Terrorism in America
Card Talk
And the Winner Is...
Keeping Faith
September 11, 2001

Biological Agents

Chemical Agents

Facts About Terrorism

 

Gearing up for future attacks has become
a new priority

On normal days, the Chelsea Piers Sports and Entertainment Center, located between 17th and 23rd Streets on Manhattan’s lower West side, is jam-packed with people climbing rock walls, swimming laps, skateboarding along flat rails, and shooting hoops.

But Tuesday, September 11, was anything but a normal day for the complex — or the entire nation — as two hijacked jets crashed into the twin towers of the World Trade Center, obliterating them from the city’s skyline and turning lower Manhattan into a war zone. On that day, within just hours of the disaster, Chelsea Piers had become a makeshift triage center. Inside, a warehouse was transformed into an emergency trauma unit. Giant television lights were gathered from the production studio to light the room. Picnic tables draped with sheets became operating tables, 100 in all. Doctors, nurses, and New York University medical students, a sea of blue scrubs, waited for the injured to come pouring in.

They never did.

Thousands of World Trade Center workers and visitors, as well as firefighters, police, and EMTs who arrived at the scene within minutes of the first jet crash, never made it out, presumed dead from the fiery blaze of the explosions or buried under the tower floors, which collapsed like stacks of pancakes, one on top of the other.
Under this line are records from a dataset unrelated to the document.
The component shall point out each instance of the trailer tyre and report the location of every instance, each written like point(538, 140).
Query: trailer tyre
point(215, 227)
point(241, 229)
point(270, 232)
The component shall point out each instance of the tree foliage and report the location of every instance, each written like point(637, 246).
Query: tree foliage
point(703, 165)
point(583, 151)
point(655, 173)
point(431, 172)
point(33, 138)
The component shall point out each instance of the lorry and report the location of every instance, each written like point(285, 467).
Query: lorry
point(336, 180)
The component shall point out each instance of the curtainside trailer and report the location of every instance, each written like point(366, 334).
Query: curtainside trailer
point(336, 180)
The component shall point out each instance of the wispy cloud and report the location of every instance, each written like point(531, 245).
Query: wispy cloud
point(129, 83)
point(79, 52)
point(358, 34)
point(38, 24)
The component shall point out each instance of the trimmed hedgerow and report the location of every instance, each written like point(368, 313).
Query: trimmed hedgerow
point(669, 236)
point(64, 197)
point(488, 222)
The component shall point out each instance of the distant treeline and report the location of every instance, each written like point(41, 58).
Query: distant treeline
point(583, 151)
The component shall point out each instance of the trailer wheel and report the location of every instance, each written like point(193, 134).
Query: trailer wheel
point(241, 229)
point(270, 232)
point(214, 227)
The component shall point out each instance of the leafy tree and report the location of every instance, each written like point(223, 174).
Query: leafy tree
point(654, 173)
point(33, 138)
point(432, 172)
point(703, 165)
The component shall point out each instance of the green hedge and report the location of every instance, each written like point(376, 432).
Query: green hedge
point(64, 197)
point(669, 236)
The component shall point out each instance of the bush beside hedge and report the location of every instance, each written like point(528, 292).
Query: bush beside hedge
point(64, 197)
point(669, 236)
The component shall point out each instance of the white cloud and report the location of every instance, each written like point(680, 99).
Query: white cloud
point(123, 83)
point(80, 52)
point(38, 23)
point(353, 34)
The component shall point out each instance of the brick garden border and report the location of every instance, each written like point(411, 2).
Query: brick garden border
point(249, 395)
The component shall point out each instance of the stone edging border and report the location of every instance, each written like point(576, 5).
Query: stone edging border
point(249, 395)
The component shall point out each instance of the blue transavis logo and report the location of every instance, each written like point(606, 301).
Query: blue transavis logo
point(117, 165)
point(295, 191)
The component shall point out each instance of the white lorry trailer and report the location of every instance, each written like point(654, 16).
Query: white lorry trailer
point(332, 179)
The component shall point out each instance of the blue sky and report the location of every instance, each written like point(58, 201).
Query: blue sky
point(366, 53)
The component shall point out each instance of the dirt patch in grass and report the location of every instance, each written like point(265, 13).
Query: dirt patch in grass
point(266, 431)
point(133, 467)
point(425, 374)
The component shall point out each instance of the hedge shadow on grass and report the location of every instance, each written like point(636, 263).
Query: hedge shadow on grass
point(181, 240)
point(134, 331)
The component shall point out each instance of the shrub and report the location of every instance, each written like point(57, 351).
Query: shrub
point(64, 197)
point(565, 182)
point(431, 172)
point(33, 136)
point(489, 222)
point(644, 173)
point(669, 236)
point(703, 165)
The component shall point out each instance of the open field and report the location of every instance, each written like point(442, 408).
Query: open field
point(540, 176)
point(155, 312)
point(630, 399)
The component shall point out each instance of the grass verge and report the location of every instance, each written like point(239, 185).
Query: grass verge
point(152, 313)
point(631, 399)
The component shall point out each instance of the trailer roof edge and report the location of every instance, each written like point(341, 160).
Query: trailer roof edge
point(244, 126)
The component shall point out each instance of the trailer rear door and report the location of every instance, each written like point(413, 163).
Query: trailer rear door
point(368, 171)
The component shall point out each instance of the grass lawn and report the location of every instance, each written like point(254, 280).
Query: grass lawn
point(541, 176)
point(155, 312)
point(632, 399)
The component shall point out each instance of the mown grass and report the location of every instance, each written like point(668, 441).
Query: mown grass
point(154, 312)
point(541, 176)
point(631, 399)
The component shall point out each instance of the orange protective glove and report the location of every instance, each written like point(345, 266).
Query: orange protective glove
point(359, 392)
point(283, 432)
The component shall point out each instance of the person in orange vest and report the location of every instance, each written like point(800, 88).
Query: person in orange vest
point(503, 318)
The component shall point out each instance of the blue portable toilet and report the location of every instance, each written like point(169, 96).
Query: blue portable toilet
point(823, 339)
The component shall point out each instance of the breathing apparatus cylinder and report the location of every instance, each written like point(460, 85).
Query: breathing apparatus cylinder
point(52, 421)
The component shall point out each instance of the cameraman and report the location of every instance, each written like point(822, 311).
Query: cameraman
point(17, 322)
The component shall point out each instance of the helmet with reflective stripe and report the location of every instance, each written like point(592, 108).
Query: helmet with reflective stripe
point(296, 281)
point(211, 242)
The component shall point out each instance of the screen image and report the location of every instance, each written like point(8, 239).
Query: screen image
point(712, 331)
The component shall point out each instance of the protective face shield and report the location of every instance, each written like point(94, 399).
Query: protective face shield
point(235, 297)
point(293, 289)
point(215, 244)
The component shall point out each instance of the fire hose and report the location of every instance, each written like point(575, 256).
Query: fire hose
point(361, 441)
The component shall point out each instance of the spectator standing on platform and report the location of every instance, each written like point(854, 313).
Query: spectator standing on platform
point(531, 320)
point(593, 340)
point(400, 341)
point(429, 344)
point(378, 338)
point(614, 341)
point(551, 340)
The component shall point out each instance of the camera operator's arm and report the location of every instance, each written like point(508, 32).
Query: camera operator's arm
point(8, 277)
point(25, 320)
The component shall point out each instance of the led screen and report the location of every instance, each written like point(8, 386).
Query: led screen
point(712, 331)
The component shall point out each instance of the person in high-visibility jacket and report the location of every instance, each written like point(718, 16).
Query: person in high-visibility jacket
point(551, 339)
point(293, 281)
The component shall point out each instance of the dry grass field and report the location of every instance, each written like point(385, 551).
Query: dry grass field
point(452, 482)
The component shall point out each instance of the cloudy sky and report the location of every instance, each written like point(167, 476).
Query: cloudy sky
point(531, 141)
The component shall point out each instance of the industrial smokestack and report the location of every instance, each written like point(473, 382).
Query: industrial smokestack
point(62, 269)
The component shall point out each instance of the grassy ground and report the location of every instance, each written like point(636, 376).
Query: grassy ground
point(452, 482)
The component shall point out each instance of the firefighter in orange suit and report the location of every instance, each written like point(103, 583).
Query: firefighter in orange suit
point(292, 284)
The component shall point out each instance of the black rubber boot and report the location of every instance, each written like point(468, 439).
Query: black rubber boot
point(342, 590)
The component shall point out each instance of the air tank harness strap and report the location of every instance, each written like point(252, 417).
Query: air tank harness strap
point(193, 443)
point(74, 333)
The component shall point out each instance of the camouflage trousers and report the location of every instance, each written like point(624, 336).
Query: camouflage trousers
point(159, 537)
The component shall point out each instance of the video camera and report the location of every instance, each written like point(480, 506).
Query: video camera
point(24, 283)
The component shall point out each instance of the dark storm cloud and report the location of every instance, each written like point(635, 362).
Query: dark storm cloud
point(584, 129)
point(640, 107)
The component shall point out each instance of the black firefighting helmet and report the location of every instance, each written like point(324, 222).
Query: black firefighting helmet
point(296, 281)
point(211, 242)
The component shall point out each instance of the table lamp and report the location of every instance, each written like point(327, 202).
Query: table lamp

Nonetheless, Chelsea Piers was prepared. In fact, the entire city was prepared. A city of tall buildings and American symbols, New York had been attacked before and those who worked behind the scenes knew it could likely happen again. And so on that “stunning and dark day,” as NBC newscaster Tom Brokaw would later describe it, New York set in motion the emergency response plan that it had carefully crafted after the 1993 World Trade Center bombing. Almost as if it were only a drill and not a real-life emergency of the magnitude that most could never have imagined, tunnels, bridges, and surrounding streets were shut down under the order of New York Governor George Pataki and the direction of Mayor Rudolph “Rudy” Giuliani; command centers and triage units, like the one at Chelsea Pier, sprung into action; backup personnel flocked to the scene; fire and police stations communicated with one another; security was heightened; volunteers were organized; and calm prevailed during chaos.

This level of readiness, say experts at the Kennedy School who have been at the forefront of a new — and sadly, now timely — subset of the terrorism field called “domestic preparedness,” is not by chance.

“What happened in New York is not a case of ‘This is a horrible tragedy and we’re going to spring into action,’” says Arnold Howitt, executive director of the Taubman Center for State and Local Government and co-director of the school’s two-year-old Executive Session on Domestic Preparedness, which serves as a resource for government officials interested in reducing the threat of terrorism and minimizing the vulnerability of democratic societies to its effects. “New York has been thinking about this seriously since the bombing of the World Trade Center in 1993. So while New York has responded with heroism and extraordinary efforts that should never be forgotten, it’s important to remember that had they not been prepared, there could have been emergency groups running all over the place.”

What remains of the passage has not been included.